Image library, campaign saving and tracked link issues - Europe
Incident Report for dotdigital
Postmortem

Summary of impact:

On Friday 31st January, we experienced 2 issues:

  1. At approximately 10:00 UTC, our support team began receiving reports from a small number of users experiencing TLS certificate errors when accessing our image library. This prevented them from managing their image library and amending images within EasyEditor. This impacted all Engagement Cloud regions.
  2. At approximately 13:09 UTC, some Engagement Cloud services in Europe experienced a degrade in performance. Most significantly this impacted email tracking, SMS tracking, unsubscribing and landing pages. At approximately 15:53 UTC service was fully restored.

Root Cause:

  1. The TLS errors seen when accessing our image library occurred when end user security software incorrectly categorised our image domain as malicious. The small number of users with this security software were directed to a different IP address to display an access denied page. It’s likely the end user security software reacted to a legitimate DNS change made the previous day. The image library domain, r1-scaler.ddglib.com, was altered to a CNAME record in response to a denial of service attack on our DNS infrastructure. Although this is a valid change, it appears to have triggered the missclassification.
  2. The unrelated performance degradation impacted all users of our European instance. The Engagement Cloud relies heavily on a messaging service provided by our cloud hosting supplier. This service allows many services within Engagement Cloud to exchange data for processing. At 12:04 UTC, we received intermittent errors from various systems indicating problems communicating with the messaging service. These problems worsened and eventually took our message tracking website offline.

Mitigation:

  1. The CNAME DNS change was reverted and we contacted security software vendors in order to remove the block. End users would’ve noticed their access restored over the rest of the day.
  2. At 15:34 UTC, engineers replaced one of messaging services with a newly deployed instance and service was partially restored. To activate this change throughout Engagement Cloud numerous systems required a restart and at approximately 15:53 UTC service was fully restored.

Next Steps:

We use multiple instances of our cloud provider’s messaging service in an active/active fashion. This is designed to mitigate the impact of service disruption should our cloud provider have an outage in a single location. However this mechanism didn't appear to perform as designed, in this specific scenario, when there was a failure of the messaging service. We believe this to be because the service didn't fully fail and therefore appear offline, instead the application continued to see the faulty messaging service to be online but in an inconsistent state. We will continue our investigations to understand this further and whether it was an issue with the secondary service bus or something else. We’re also working with our cloud provider to understand what went wrong with the communication to and/or the faulty messaging instance.

Update - 10 February 2020

Our cloud supplier have now confirmed we suffered a service outage in their messaging service. They have identified an internal component which failed to work properly after an internal security token expired.
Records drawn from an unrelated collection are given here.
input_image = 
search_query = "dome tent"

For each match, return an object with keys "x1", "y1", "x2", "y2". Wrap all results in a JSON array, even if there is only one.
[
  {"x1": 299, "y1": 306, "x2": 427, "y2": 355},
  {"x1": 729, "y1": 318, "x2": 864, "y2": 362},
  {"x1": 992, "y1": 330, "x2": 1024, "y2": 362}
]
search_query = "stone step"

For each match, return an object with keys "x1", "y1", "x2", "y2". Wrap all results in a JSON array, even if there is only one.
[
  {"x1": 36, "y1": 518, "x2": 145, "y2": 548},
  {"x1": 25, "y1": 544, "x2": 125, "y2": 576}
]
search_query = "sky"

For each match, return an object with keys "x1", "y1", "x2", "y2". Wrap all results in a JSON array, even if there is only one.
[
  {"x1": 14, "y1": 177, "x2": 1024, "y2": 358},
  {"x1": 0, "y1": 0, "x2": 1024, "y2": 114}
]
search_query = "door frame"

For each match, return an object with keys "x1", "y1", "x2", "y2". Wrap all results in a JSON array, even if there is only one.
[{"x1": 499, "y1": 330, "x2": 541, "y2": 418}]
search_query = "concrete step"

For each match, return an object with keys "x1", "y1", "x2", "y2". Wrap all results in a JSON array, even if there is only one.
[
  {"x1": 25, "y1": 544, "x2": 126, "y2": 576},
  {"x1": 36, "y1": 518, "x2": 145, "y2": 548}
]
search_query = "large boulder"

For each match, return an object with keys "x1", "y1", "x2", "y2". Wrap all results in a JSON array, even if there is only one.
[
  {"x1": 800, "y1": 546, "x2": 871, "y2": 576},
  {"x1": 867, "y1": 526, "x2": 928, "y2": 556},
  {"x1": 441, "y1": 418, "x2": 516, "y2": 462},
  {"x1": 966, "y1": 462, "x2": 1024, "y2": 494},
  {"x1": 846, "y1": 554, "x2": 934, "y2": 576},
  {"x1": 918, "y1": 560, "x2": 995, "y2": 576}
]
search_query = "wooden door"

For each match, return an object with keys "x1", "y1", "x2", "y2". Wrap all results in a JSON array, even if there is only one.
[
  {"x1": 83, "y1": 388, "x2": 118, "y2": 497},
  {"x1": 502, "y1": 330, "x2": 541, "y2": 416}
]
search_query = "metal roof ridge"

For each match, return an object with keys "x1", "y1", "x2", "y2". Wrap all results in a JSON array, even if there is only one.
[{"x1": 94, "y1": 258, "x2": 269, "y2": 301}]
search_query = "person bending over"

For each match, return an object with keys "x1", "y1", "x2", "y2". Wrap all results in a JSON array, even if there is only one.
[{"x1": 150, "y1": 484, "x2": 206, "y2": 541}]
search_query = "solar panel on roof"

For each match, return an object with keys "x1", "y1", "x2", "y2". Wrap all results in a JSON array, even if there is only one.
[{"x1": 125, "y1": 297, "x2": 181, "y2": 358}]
Posted Feb 04, 2020 - 10:50 GMT

Resolved
We've continued to see stability with the re-routing of traffic we applied earlier.

Customers who are experiencing issues relating to the image libraries, we're still in conversations with OpenDNS. We'll continue discussions with customers who've raised support tickets once we hear back from OpenDNS.

We’re going to create a detailed report to explain what happened today. If you look back here in a day or two, you’ll find it attached. Sorry about the interruption this caused today.
Posted Jan 31, 2020 - 17:47 GMT
Monitoring
Great news! The fix we put in place has restored platform stability and services are running normally.

We're still investigating issues from some customers where it seems OpenDNS is mis-classifying some of our domains, causing issues with displaying and/or editing of image libraries.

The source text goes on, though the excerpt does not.